# How can we prove that a negative number multiplied/divided/subtacted by a negative gives a positive result?

## I've always wondered if we could prove this...

Apr 15, 2018

It's not the case that a negative minus a negative is always positive. For instance, $- 3 - \left(- 2\right) = - 3 + 2 = - 1$, which is still negative.

We can, however, rigorously prove that the product of two negative numbers is always positive. From that conclusion we can additionally prove that the same holds for a negative number divided by a negative number. The proof is not out of reach for an algebra student, either, as long as you are willing to accept that the product of two positive numbers is positive.

Consider that any negative number can be written in the form $- a$, where $a$ is a positive number.

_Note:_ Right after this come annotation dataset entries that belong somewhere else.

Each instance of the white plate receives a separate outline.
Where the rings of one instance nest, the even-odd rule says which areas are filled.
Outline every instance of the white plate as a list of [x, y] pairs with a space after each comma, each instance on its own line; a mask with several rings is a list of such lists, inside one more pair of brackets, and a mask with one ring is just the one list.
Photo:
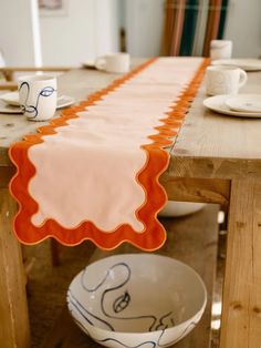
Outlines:
[[261, 59], [218, 59], [211, 62], [212, 65], [238, 66], [246, 71], [261, 70]]
[[261, 94], [239, 94], [229, 98], [226, 105], [234, 111], [261, 112]]
[[237, 116], [237, 117], [261, 117], [261, 112], [242, 112], [242, 111], [233, 111], [228, 105], [226, 105], [226, 101], [231, 98], [228, 94], [215, 95], [205, 99], [203, 105], [212, 111], [218, 113]]
[[[8, 95], [9, 94], [9, 95]], [[2, 98], [3, 95], [3, 98]], [[6, 95], [6, 96], [4, 96]], [[15, 100], [17, 98], [17, 100]], [[4, 101], [3, 101], [4, 100]], [[61, 95], [58, 98], [56, 110], [70, 106], [75, 103], [74, 98], [67, 95]], [[0, 113], [22, 113], [18, 103], [18, 92], [10, 92], [0, 95]]]

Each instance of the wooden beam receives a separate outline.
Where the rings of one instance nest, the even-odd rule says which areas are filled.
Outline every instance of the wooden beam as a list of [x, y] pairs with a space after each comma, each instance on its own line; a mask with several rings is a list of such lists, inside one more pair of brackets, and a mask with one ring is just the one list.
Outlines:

Suppose we have two negative numbers, $x$ and $y$. Because any negative number can be written $- a$, where $a > 0$, $x = - a$ and $y = - b$, where $a , b$ are positive numbers. The product $x y$ is then equal to $\left(- a\right) \left(- b\right) = \left(- 1\right) \left(- 1\right) \left(a b\right) = a b$. The product is equivalent to the product of two positive numbers, which must also be positive. $\square$

We have proved that if $x , y$ are two negative numbers, then $x y$ is positive. This can be extended to division as follows.

Suppose we have negative numbers $x , y$. The quotient $\frac{x}{y}$ is equivalent to $x \left(\frac{1}{y}\right) = x z$, where $z = \frac{1}{y}$. Because $y$ is negative, $y = - a$, where a is some positive number. Then $z = \frac{1}{y} = \frac{1}{- a} = - \frac{1}{a}$. So $z$ is negative. Thus, we again have the product of two negative numbers, which (by above) must be positive.